C’è un acuto elemento di nostalgia, come lo racconta con rara sapienza il nostro Vitogol, nell’incipiente festa dei morti. Ed è una cosa bambina e sopravvissuta di attese, di occhi nel buio che attendevano il tradizionale regalo. I morti – proprio loro – sarebbero arrivati per portare un dono. Avrebbero solcato le dimensioni di un altro tempo. E sarebbero tornati qui, tra noi vivi, per manifestare con un segno tangibile il perpetuarsi della loro presenza.

Ecco, a me questa storia dei trapassati che si rifanno letteralmente vivi mi è sempre parsa bislacca; non mi è mai piaciuta.
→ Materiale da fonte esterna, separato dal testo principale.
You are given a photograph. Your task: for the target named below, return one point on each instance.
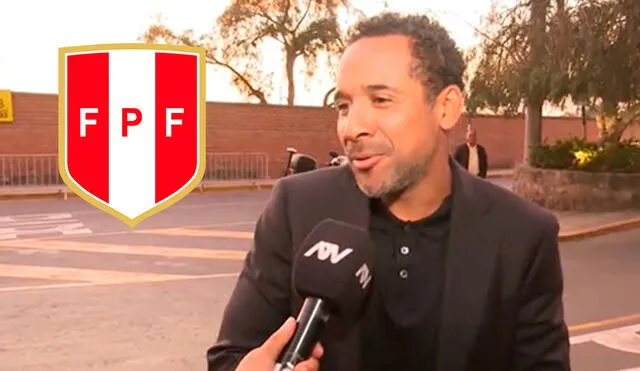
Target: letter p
(128, 121)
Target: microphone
(332, 272)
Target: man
(472, 156)
(467, 276)
(301, 163)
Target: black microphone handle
(311, 322)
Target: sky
(33, 30)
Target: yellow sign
(6, 107)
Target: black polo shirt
(400, 326)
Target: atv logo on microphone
(327, 250)
(364, 276)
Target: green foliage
(578, 154)
(302, 29)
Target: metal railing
(20, 171)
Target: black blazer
(462, 156)
(503, 308)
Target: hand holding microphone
(264, 358)
(332, 272)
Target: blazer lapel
(350, 206)
(469, 270)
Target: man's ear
(448, 107)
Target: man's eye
(379, 100)
(341, 106)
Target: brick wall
(235, 127)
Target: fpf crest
(132, 125)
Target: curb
(500, 174)
(585, 233)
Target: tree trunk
(532, 130)
(327, 96)
(537, 90)
(291, 86)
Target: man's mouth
(365, 162)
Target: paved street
(81, 291)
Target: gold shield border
(62, 127)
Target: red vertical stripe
(88, 87)
(176, 156)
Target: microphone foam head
(335, 263)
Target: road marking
(189, 232)
(214, 204)
(145, 250)
(605, 323)
(61, 224)
(79, 274)
(110, 283)
(129, 231)
(624, 339)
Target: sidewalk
(576, 225)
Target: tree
(303, 29)
(520, 63)
(603, 68)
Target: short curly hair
(438, 61)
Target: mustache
(355, 148)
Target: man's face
(385, 124)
Da bambino stravedevo per Babbo Natale, sicché quando infine mi comunicarono, con mille cautele, che non esisteva, che era un luogo della fantasia per esprimere gioia e gratuità, mi ci vollero parecchie settimane pur di superare lo choc. La Befana era un’inquilina scomoda dei sogni, con le sue calze strappate, soprattutto perché annunciava il rientro a scuola. San Nicola era praticamente un miserabile – tu ci rimettevi il dentino, lui ti portava appena un soldino – oppure un illuminato precursore della spending review. La Pasqua era un ritrovo immateriale, troppo teologico, troppo raffinato per l’infanzia: se a sei anni non capisci la morte, cosa te ne fai della resurrezione? Giusto la colomba pasquale offriva un addentellato gustoso e pratico a una ricorrenza altrimenti incomprensibile.
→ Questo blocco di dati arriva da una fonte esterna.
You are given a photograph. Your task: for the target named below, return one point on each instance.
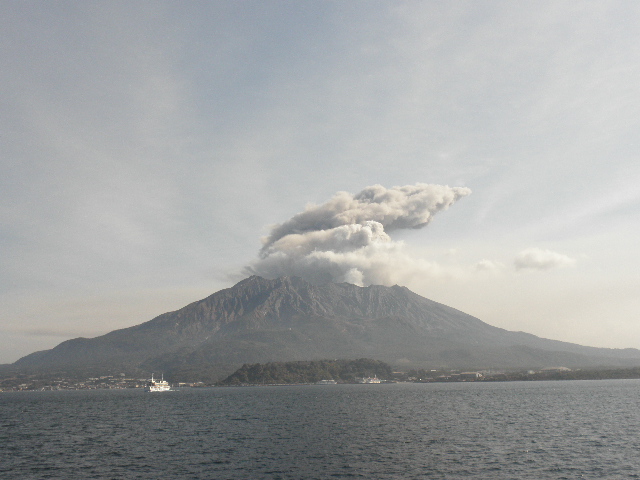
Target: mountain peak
(288, 318)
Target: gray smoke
(346, 239)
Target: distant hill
(343, 371)
(285, 319)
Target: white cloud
(344, 239)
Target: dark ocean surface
(516, 430)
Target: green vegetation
(344, 371)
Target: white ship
(157, 385)
(373, 379)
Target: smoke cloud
(346, 239)
(539, 259)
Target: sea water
(515, 430)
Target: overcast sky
(147, 149)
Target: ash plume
(346, 238)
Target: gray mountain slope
(260, 320)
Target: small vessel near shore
(373, 379)
(157, 385)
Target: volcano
(260, 320)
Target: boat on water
(157, 385)
(373, 379)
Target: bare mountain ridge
(260, 320)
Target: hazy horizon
(155, 153)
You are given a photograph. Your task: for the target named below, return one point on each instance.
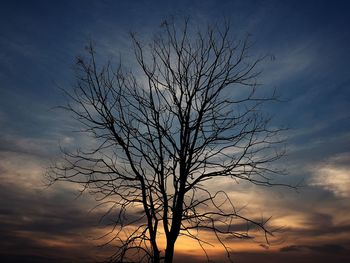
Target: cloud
(327, 248)
(333, 175)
E poi c’erano i morti. Nei giorni dell’infanzia, la schiera dei miei defunti era striminzita. Appena un nonno materno che non avevo conosciuto e uno zio disperso in Russia, nei giorni di una guerra feroce. Stavano entrambi in effigie sul comò del salone familiare, accompagnati da un lumino rosso: lo zio con la bustina di tenente della seconda guerra mondiale, eternamente ventenne col suo profilo alla Amedeo Nazzari, però senza baffi; il nonno sorridente nella foto. E lì scoprii per la prima volta che la potenza di un ricordo risiede nella sua fotografia. Ancora oggi, quando ripenso a quel nonno dolcissimo e straniero lo rivedo soltanto con quel sorriso, con quella faccia, con quei capelli.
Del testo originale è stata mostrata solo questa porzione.